Secreted protein acidic and rich in cysteine (SPARC) knockout mice have greater outflow facility

PURPOSE: Secreted protein acidic and rich in cysteine (SPARC) is a matricellular protein that regulates intraocular pressure (IOP) by altering extracellular matrix (ECM) homeostasis within the trabecular meshwork (TM). We hypothesized that the lower IOP previously observed in SPARC -/- mice is due to a greater outflow facility. METHODS: Mouse outflow facility (C(live)) was determined by multiple flow rate infusion, and episcleral venous pressure (P(e)) was estimated by manometry. The animals were then euthanized, eliminating aqueous formation rate (F(in)) and P(e). The C value was determined again (C(dead)) while F(in) was reduced to zero.
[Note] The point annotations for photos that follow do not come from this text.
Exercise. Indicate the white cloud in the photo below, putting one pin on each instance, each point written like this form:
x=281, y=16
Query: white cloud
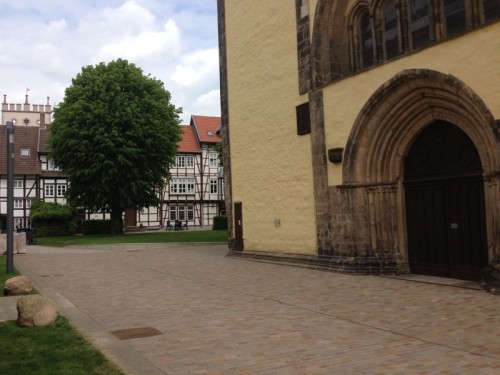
x=195, y=66
x=46, y=43
x=142, y=46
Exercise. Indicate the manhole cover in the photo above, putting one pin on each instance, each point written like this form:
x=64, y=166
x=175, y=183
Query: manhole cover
x=136, y=333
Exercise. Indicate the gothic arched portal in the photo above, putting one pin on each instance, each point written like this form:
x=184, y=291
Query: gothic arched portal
x=373, y=192
x=445, y=211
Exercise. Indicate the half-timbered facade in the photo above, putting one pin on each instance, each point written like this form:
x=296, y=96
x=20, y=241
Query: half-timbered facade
x=193, y=196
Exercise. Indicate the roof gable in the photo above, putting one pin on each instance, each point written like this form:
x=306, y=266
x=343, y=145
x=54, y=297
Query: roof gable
x=189, y=142
x=206, y=128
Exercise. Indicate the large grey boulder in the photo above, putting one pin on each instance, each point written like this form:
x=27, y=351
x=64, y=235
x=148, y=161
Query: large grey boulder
x=35, y=311
x=18, y=285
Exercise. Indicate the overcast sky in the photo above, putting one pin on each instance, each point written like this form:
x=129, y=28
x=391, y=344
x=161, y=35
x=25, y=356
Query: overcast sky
x=45, y=43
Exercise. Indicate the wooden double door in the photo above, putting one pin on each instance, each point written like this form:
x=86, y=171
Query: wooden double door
x=445, y=206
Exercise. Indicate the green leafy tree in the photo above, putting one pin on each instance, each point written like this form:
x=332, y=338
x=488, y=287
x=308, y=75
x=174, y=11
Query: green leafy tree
x=115, y=137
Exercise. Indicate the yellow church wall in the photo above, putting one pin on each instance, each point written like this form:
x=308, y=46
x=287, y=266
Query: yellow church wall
x=470, y=58
x=276, y=186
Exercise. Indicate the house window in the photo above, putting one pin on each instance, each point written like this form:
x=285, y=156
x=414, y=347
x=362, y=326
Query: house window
x=366, y=34
x=61, y=190
x=182, y=186
x=51, y=166
x=303, y=119
x=49, y=190
x=19, y=222
x=213, y=186
x=213, y=160
x=420, y=23
x=181, y=161
x=173, y=213
x=491, y=10
x=454, y=13
x=391, y=29
x=181, y=213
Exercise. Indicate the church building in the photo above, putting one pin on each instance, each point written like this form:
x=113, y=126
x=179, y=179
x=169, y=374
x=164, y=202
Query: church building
x=363, y=136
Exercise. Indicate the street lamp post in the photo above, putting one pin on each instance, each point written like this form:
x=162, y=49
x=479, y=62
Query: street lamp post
x=10, y=197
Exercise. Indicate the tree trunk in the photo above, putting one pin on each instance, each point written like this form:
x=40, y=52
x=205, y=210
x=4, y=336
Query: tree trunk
x=116, y=220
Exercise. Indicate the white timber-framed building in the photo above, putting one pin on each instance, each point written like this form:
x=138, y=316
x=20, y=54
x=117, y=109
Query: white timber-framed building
x=194, y=195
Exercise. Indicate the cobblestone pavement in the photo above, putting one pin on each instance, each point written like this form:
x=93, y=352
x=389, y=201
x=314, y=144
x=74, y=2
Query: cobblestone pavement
x=221, y=315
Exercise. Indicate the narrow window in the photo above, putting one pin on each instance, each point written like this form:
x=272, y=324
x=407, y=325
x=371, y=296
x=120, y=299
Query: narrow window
x=366, y=34
x=190, y=213
x=391, y=30
x=454, y=13
x=213, y=160
x=303, y=119
x=173, y=213
x=213, y=186
x=420, y=24
x=491, y=10
x=181, y=214
x=181, y=161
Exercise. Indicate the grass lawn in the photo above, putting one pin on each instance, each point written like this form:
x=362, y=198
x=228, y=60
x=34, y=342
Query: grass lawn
x=47, y=350
x=4, y=276
x=145, y=237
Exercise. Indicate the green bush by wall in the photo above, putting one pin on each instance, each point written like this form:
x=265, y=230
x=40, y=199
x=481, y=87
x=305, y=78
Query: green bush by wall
x=51, y=219
x=97, y=227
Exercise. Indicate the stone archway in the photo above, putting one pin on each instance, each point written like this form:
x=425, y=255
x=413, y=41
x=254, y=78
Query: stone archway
x=371, y=198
Additional mice were euthanized for immunohistochemistry to analyze ECM components of the TM. RESULTS: The C(live) and C(dead) of SPARC -/- mice were 0.014 ± 0.002 μL/min/mmHg and 0.015 ± 0.002 μL/min/mmHg, respectively (p = 0.376, N/S). Compared to the C(live) = 0.010 ± 0.002 μL/min/mmHg and C(dead) = 0.011 ± 0.002 μL/min/mmHg in the WT mice (p = 0.548, N/S), the C(live) and C(dead) values for the SPARC -/- mice were higher. P(e) values were estimated to be 8.0 ± 0.2 mmHg and 8.3 ± 0.7 mmHg in SPARC -/- and WT mice, respectively (p = 0.304, N/S). Uveoscleral outflow (F(u)) was 0.019 ± 0.007 μL/min and 0.022 ± 0.006 μL/min for SPARC -/- and WT mice, respectively (p = 0.561, N/S). F(in) was 0.114 ± 0.002 μL/min and 0.120 ± 0.016 μL/min for SPARC -/- and WT mice (p = 0.591, N/S). Immunohistochemistry demonstrated decreases of collagen types IV and VI, fibronectin, laminin, PAI-1, and tenascin-C within the TM of SPARC -/- mice (p < 0.05). CONCLUSIONS: The lower IOP of SPARC -/- mice is due to greater aqueous humor outflow facility through the conventional pathway. Corresponding changes in several matricellular proteins and ECM structural components were noted in the TM of SPARC -/- mice.